The gun had been shot right out of Shinozen’s hand. It spun wildly away and then it too fired into the opposite wall with a second deafening bang and in the wake of the unexpected chaos the scene that filled Paul’s vision was a welcome, cherished one. Shinozen’s stunned face, her forearm sliced across by the path of the foreign bullet, stumbling to the side trying to regain her balance, bound hands desperately flexing in vain.
As her blood streaked across the concrete, Paul struggled to raise his aching head.
“That angel freak sent out more of you?” Shinozen shouted, her face unrecognizably twisted with pain and rage.
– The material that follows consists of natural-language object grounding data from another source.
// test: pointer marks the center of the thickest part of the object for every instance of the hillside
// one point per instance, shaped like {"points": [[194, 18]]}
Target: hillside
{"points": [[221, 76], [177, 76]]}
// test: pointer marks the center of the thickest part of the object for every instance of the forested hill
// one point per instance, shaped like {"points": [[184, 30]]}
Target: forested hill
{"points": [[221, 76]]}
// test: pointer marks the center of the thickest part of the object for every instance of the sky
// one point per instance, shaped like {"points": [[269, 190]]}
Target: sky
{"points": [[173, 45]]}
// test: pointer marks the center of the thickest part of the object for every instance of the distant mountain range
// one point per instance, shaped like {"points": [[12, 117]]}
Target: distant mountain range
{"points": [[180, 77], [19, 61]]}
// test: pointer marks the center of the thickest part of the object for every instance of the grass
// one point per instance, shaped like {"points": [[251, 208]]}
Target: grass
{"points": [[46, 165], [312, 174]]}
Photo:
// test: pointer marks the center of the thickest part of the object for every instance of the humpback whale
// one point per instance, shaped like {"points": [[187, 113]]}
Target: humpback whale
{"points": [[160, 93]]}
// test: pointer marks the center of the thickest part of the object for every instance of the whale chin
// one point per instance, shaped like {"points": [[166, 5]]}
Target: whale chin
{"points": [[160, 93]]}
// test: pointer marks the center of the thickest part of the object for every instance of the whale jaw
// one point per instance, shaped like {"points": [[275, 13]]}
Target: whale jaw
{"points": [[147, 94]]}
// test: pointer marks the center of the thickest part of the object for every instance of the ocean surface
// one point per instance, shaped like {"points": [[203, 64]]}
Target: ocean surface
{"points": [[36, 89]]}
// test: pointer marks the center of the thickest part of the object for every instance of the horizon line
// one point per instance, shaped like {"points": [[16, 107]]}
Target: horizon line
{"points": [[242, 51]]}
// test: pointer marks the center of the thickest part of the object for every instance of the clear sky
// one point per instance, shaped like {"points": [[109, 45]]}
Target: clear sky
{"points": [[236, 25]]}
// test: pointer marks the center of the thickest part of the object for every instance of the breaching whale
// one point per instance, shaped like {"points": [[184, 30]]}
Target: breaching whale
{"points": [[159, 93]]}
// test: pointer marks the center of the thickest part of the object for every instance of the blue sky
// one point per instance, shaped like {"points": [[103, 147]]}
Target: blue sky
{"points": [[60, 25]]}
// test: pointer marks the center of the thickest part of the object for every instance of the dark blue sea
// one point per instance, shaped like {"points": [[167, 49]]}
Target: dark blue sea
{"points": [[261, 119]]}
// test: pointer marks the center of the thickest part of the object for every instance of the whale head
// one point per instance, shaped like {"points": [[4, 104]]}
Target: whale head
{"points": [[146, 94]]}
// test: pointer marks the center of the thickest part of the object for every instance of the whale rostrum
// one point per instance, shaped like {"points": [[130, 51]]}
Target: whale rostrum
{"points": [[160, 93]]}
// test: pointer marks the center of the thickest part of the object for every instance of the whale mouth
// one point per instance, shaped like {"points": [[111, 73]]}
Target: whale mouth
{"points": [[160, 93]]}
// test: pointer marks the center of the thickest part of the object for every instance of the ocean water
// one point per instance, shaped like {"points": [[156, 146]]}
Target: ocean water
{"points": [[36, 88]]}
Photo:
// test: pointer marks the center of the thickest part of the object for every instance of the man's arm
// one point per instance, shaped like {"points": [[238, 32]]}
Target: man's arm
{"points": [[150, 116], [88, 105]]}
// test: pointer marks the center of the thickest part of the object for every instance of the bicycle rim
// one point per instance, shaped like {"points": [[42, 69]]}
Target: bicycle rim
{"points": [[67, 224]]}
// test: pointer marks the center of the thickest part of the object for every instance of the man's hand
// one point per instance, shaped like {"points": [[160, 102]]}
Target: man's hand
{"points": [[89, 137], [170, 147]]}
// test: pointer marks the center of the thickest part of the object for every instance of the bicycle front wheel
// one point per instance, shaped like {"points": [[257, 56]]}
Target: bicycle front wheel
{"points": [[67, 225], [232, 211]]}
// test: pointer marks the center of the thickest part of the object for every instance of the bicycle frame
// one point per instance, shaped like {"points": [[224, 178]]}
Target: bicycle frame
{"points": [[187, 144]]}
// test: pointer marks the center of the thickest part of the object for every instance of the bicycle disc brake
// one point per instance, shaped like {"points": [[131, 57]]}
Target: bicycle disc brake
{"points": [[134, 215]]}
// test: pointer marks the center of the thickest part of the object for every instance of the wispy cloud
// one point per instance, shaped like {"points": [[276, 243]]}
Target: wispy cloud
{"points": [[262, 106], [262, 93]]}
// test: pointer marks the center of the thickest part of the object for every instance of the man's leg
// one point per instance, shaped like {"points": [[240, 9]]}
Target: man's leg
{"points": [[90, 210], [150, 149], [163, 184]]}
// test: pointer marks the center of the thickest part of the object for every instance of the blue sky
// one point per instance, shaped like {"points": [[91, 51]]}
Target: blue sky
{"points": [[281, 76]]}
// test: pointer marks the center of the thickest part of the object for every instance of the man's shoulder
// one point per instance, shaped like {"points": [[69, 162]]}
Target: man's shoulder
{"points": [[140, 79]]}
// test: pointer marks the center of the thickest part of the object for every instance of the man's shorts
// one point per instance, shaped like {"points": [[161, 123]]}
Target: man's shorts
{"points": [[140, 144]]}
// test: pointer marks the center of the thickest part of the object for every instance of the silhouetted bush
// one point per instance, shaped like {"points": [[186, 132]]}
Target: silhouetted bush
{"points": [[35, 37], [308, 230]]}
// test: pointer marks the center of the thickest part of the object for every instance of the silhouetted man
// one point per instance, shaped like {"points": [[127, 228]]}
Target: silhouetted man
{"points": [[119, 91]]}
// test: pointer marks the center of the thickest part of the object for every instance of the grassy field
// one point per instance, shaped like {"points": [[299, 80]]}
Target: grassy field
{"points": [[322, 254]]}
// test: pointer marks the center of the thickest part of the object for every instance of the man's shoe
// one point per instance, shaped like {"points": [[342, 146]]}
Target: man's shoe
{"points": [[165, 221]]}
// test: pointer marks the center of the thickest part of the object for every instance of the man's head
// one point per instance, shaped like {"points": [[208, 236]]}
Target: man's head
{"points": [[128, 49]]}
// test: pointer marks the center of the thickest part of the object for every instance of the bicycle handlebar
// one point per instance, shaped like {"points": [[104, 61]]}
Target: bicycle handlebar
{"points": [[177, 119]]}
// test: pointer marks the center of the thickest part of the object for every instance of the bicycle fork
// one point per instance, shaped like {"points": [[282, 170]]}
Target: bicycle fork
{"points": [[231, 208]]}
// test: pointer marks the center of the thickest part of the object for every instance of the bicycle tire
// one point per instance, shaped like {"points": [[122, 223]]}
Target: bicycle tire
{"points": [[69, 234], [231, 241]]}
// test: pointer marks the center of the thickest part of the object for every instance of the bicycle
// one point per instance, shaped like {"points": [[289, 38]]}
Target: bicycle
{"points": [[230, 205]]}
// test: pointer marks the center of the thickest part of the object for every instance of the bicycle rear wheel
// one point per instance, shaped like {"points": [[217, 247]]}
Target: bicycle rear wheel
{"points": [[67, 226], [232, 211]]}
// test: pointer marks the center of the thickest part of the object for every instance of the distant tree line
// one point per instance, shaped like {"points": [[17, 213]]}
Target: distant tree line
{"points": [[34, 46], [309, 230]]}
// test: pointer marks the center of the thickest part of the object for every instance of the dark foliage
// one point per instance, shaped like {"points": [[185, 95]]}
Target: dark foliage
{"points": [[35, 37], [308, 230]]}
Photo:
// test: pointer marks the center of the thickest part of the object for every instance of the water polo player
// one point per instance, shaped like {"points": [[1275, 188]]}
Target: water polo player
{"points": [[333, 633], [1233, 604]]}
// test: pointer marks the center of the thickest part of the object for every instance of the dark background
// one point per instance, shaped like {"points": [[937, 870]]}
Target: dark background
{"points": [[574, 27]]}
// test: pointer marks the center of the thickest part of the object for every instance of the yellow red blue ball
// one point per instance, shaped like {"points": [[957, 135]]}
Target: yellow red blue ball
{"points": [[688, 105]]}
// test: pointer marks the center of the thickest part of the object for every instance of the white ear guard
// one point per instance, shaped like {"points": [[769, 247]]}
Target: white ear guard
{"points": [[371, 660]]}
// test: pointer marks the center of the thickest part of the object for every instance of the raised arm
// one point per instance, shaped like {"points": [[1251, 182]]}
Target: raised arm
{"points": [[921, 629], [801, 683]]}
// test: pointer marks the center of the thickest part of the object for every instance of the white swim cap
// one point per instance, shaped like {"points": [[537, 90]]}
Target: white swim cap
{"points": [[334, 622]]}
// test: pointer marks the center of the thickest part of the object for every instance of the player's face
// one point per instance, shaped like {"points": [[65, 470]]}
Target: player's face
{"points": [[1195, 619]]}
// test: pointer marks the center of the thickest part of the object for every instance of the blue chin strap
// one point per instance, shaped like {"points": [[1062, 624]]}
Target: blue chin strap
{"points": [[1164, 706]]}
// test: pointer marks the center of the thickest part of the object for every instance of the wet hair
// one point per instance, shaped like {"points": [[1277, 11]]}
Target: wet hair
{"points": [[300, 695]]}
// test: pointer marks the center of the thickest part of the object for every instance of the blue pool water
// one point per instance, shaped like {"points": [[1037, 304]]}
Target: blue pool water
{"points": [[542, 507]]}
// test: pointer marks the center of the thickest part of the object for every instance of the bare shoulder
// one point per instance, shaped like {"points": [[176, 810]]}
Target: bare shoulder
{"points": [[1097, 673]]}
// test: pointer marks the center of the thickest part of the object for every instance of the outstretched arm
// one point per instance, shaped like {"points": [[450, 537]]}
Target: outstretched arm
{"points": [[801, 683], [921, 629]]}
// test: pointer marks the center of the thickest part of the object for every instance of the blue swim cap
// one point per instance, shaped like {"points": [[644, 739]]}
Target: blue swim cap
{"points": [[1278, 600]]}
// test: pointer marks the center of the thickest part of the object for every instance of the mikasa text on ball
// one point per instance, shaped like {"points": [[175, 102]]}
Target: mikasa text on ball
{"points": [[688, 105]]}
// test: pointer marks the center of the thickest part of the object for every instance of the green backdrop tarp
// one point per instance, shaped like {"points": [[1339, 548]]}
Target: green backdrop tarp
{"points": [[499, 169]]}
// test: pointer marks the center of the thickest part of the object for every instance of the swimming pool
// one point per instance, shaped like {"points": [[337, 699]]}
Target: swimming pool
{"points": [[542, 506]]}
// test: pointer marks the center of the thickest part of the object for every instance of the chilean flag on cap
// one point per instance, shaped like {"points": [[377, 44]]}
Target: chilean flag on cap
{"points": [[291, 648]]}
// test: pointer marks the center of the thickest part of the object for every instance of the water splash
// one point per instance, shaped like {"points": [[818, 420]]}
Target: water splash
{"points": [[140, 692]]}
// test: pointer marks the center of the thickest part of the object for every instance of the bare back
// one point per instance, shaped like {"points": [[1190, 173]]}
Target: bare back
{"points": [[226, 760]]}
It was Kousuke Himaro who was standing at the top of the steps, and lingering a few paces behind was Yorugai, her face hard and her right arm curled around a small medical kit. The tall man lowered his weapon slowly, and Shinozen visibly shrunk down, her old bravado falling away like leaves. She was outnumbered and disadvantaged now, and she knew it.
A rush of warm relief flooded Paul’s aching body. Where before he had been hopeful that Fukutetsu could place them in the lead, now there was nothing that brought him more joy than seeing a fellow competitor approach.
“...Fukutetsu,” he rasped, and found that his vocal chords hardly worked. “Get…him. Take h-him.”
“This is not a productive experience for any of us,” said Himaro evenly, as he began to walk down the steps, a trail of smoke pouring from his revolver. “Please, step away from our boys, and we’ll take them back without a fight. I’ll even give you a moment to collect yourself.”
“Ummm, so that you can hunt down my boss? Nuh-uh, no way!” she snapped back, and the air took on a sudden heaviness. The railings that had not been damaged in the crash now began to creak, until they were torn right out of their places with a shattering crash of concrete pieces and small cascading rocks. A formation of three on either side hovered around Shinozen’s body, and Paul heard the wind picking up, whistling through his icy-cold ears.
Himaro only sighed in mild disappointment.
“It was worth the attempt,” he said, and tossed his revolver calmly off to the side.
“Hang on-” Paul tried to say, but his mouth wouldn’t cooperate. It felt like his teeth were sunken into thick cotton. Are you crazy? he wanted to scream. Fukutetsu isn’t moving! He’s just lying there, why aren’t you taking him away! Yorugai’s strong hands clamped around the neck of his suit, and she dragged Paul out of the car with no more effort than a sack of wheat.
The last thing he coherently thought was– Yugi put his faith in such a fool.